Eine wesentliche Komponente ist, dass einst sehr prägende Köpfe der Musiklandschaft wie Ambros oder Fendrich seit etwa 30 Jahren nichts Relevantes mehr gemacht haben. Fürchterlich ist, dass man alle zwei Jahre oder so eine Austropop-Show macht, die nur in Nostalgie schwelgt und die 20 oder 40 relevanten Nummern, die es halt gibt, wiederkäut. Ein Remastered-Label wie Rhino, aber eben für Austropop, wäre eine gute Sache. Es wäre toll, wenn die wichtigen Alben von Ambros oder auch Arik Brauer wieder erhältlich sind, mit Linear Notes und allem drum und dran – um darauf aufmerksam zu machen, was damals eigentlich passiert ist und welchen Einfluss diese Werke hatten. Ich würde das mit der Serie des österreichischen Films vergleichen, die vom „Standard“ veröffentlich wurde. Aber so etwas passiert halt nicht. Stattdessen wird immer wieder an denselben blöden 30 Nummern herumgekaut. Falcos Album „Einzelhaft“ ist das einzige, welches remastered wiederveröffentlicht wurde. Auf der Hitplatte „Falco 3“ hingegen existiert ein Fehler – die springt etwa 30 Sekunden zurück und dann geht es weiter.
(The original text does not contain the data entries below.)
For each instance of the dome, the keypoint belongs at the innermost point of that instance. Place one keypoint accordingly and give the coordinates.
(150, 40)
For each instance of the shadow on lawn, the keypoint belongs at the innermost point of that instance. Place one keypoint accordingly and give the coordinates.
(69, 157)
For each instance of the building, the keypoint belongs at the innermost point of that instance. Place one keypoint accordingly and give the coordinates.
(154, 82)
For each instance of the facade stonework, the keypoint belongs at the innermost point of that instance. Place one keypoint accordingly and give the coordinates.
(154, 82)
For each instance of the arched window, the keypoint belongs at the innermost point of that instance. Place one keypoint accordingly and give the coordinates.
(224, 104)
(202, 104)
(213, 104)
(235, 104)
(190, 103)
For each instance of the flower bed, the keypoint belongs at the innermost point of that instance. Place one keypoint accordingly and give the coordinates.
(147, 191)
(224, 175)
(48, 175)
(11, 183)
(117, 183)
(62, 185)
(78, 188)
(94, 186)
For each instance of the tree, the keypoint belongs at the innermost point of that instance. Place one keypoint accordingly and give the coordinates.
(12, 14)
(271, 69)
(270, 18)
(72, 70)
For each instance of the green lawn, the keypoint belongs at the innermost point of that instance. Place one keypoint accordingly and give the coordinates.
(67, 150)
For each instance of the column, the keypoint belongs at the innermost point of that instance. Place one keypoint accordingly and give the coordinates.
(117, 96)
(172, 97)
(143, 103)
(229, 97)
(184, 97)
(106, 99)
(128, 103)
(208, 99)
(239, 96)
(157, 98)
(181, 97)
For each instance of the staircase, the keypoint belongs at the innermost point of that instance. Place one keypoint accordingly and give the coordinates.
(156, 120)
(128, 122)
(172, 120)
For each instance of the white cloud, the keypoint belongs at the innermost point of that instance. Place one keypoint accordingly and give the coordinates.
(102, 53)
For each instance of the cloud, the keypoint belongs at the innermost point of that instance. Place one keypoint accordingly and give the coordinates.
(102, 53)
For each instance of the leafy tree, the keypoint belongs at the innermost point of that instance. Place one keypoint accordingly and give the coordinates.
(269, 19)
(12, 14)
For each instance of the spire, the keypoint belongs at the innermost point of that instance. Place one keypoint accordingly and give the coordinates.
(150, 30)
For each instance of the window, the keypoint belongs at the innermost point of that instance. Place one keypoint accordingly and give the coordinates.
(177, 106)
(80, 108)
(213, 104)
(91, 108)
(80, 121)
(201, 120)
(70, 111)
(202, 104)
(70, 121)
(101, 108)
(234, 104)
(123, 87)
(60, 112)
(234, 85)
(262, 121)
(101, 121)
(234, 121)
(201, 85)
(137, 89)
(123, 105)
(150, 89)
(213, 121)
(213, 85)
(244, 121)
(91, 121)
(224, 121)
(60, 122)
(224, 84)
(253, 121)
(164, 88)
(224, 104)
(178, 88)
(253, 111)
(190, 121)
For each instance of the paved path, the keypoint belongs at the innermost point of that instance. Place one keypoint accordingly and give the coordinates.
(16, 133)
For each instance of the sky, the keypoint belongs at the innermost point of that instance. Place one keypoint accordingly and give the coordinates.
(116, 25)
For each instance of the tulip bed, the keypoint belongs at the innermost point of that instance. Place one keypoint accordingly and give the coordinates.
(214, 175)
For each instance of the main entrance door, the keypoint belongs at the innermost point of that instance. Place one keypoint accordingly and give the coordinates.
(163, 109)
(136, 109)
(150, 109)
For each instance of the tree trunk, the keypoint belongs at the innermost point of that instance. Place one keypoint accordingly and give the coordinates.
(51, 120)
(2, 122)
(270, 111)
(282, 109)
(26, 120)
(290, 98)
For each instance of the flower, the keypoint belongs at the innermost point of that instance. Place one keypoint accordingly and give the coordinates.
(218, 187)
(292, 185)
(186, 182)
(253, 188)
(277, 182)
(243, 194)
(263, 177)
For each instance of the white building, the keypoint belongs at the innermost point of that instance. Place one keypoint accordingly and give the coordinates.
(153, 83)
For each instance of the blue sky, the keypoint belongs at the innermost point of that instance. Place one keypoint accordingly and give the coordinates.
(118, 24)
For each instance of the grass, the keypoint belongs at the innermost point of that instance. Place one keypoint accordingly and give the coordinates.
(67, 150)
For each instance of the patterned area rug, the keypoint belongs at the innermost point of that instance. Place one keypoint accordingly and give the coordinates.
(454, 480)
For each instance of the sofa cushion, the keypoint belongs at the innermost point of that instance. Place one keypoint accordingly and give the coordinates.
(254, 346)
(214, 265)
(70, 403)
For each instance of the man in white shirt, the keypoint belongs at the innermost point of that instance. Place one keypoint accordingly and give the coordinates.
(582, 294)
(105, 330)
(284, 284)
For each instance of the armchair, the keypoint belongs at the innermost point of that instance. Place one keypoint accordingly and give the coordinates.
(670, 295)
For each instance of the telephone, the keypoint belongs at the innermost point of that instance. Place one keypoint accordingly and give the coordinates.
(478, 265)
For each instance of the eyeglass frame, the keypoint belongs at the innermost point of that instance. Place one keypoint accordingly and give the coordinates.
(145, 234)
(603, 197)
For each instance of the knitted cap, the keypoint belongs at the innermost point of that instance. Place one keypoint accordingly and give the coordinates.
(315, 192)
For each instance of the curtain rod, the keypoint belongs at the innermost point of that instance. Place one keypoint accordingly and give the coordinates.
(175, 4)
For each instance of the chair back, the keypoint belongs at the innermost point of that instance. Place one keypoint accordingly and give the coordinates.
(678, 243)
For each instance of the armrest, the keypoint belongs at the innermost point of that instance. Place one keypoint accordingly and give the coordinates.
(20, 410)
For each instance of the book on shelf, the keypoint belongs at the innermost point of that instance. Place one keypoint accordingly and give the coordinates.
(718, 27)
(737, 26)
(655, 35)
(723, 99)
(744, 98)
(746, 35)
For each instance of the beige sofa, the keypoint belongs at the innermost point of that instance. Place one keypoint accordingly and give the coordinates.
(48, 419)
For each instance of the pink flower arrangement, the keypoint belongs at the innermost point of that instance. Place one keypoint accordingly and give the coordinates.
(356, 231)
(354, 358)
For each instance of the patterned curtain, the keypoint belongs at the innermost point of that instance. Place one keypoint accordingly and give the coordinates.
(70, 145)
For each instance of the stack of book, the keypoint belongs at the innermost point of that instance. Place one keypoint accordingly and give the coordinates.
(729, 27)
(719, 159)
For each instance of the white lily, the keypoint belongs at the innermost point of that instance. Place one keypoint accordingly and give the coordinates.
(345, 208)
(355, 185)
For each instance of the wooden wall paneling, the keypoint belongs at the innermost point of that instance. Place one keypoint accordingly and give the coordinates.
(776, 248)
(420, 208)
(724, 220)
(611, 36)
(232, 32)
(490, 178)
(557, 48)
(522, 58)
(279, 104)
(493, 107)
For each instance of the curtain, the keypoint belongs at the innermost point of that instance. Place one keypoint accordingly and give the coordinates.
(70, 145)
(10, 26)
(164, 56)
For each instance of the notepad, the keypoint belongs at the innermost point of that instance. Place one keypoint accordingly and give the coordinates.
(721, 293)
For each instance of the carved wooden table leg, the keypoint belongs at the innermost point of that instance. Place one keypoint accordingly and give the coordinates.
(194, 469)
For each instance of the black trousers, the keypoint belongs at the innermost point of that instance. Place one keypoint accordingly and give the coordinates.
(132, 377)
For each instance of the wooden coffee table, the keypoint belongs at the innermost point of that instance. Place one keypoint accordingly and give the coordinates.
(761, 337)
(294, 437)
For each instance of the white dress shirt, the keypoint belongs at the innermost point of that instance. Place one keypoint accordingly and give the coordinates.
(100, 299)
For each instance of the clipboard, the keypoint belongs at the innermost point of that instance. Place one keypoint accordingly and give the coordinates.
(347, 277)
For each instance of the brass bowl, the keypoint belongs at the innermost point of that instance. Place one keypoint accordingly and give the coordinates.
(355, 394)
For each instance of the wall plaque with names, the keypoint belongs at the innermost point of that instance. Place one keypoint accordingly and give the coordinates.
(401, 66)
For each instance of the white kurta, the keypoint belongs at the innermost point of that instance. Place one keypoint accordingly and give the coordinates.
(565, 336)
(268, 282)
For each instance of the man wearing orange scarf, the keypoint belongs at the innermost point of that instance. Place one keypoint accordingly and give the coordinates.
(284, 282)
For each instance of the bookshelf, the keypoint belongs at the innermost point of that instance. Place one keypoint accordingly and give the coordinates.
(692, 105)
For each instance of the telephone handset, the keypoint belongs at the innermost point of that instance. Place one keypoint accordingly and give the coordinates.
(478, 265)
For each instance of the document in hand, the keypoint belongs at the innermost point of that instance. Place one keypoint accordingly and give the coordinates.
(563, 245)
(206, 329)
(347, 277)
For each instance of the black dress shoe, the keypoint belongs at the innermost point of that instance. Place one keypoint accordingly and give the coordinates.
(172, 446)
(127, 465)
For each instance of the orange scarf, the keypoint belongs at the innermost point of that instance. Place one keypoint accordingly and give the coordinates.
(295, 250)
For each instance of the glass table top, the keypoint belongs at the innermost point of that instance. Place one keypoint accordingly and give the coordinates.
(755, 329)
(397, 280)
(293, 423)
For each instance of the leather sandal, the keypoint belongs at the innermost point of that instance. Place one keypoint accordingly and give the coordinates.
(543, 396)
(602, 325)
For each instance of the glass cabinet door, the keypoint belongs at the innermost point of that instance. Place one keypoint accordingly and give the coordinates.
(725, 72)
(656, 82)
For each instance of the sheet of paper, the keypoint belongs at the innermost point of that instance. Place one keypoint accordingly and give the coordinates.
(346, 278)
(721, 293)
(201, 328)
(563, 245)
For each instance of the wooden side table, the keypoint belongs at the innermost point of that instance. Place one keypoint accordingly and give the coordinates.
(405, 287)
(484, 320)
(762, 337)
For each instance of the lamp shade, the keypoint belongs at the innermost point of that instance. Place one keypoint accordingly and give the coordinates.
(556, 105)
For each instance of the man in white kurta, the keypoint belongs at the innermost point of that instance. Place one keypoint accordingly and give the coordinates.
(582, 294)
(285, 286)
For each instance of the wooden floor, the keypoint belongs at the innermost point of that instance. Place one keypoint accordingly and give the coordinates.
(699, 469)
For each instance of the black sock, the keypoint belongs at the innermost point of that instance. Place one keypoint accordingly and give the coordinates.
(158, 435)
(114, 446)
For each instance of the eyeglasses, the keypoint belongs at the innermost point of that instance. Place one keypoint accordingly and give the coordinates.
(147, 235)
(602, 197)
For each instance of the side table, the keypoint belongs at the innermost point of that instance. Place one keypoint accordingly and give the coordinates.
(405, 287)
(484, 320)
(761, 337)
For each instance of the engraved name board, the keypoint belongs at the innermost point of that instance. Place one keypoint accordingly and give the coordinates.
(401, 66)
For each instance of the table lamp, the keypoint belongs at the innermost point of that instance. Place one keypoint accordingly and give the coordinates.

Man merkt das nicht wirklich, aber anstatt das auszubessern und das Album überarbeitet zu veröffentlichen, lässt man es so seit Ewigkeiten auf dem Markt.

Größen der heimischen Musikszene wie Christina Stürmer und Rainhard Fendrich streiten sich darum, wer denn nun die wirkliche EM-Hymne aufgenommen hat. Wird es von dir in irgendeiner Form etwas zur Euro geben – es wäre ja geradezu unvorstellbar, würde da gar nichts kommen…

Das hängt natürlich vor allem davon ab, ob ich gefragt werde und wie das Finanzielle aussehen würde, denn der Rubel muss rollen, soviel ist sicher. Das Lied vom Fendrich hab ich noch nicht gehört. Ich denke aber, das wird sich nicht vermeiden lassen und ich bin schon neugierig – mal schauen, ob er’s draufhat.